Each hive is wrapped in a quilted black plastic to help insulate them from the winds out of the south.

It’s always interesting to see where the bees are when I remove the telescoping lid. Each hive now has a solid inner cover with a hole in the middle that gives a hint of what I will find when I lift the inner cover. Our temperature today was 50F so it was a good day to add the sugar cakes without getting my bees cold.

(Bee hive solid inner cover helps keep bees dry. (Photo by Charlotte Ekker Wiggins)

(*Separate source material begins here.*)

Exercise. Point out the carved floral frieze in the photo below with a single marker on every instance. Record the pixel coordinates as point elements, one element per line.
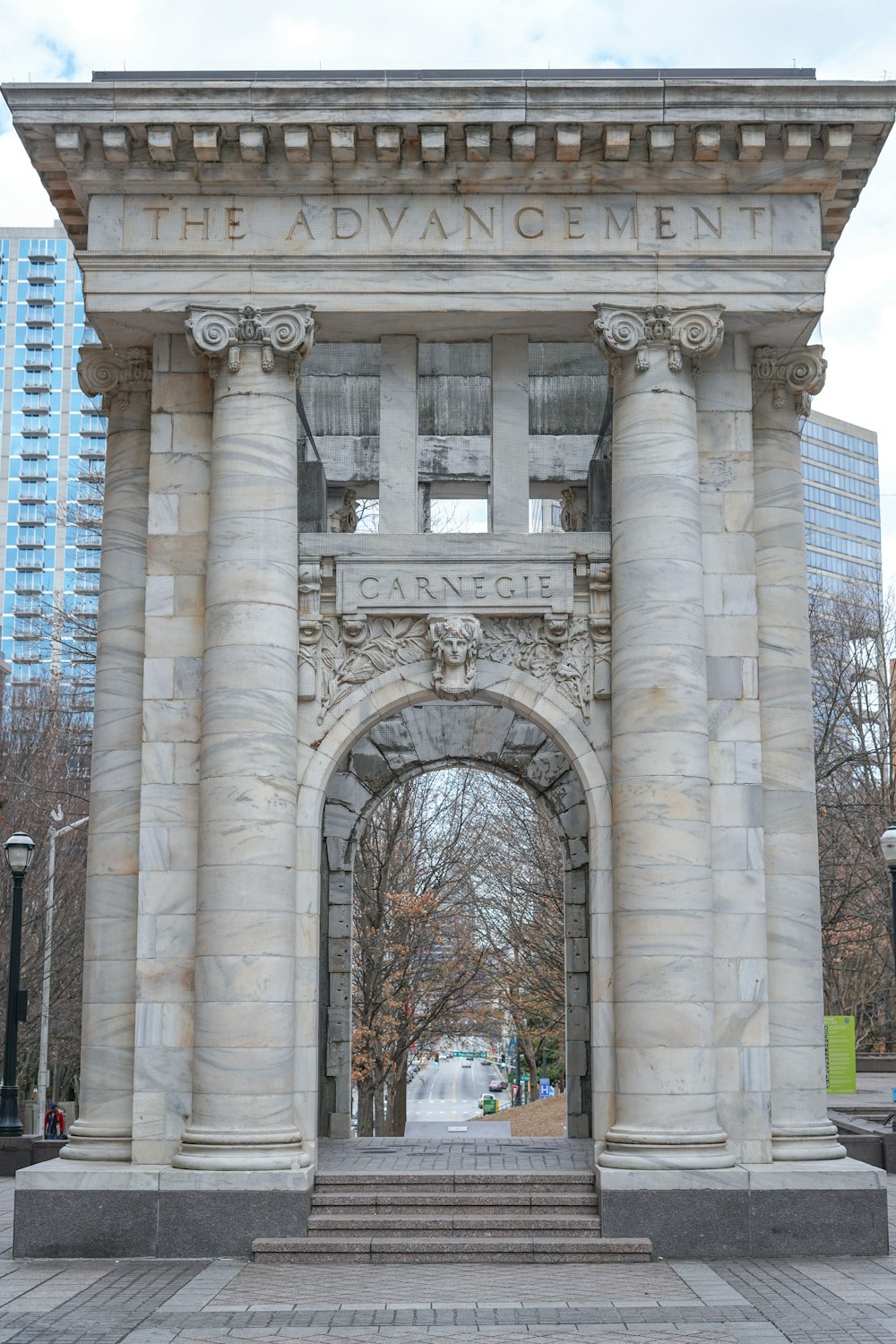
<point>568,655</point>
<point>358,648</point>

(Bee hive solid inner cover helps keep bees dry. (Photo by Charlotte Ekker Wiggins)

In addition to supplemental feeding, sugar cakes serve a second function, absorbing hive moisture. Bees in a cluster generate a lot of heat which can turn into condensation that then gets them wet. Too much moisture in a hive kills bees faster than cold temperatures.

The warmer weather today meant more bees were hanging out in the top feeding shim where I place the sugar cakes and winter protein patties for a supplemental food source. It reminds me of a bee bar!

The inside of a bee hive where sugar cakes help keep it dry. (Photo by Charlotte Ekker Wiggins)

The inside of a bee hive where sugar cakes help keep it dry. (Photo by Charlotte Ekker Wiggins)

This is another colony I checked today. They were given a smaller sugar cake more to provide moisture control.

This smaller colony has sugar cakes and winter pollen patty. (Photo by Charlotte Ekker Wiggins)

This smaller colony has sugar cakes and winter pollen patty. (Photo by Charlotte Ekker Wiggins)

This last hive was the original colony that consumed all of their honey earlier this fall. This is the top feeding shim before I added the sugar cakes for supplemental food on top of their brand new super full of honey stores.

Top of the hive before I added more sugar cakes. (Photo by Charlotte Ekker Wiggins)

Top of the hive before I added more sugar cakes. (Photo by Charlotte Ekker Wiggins)

The forecast for tomorrow is for snow and possibly ice so good thing we are all fed and tucked in!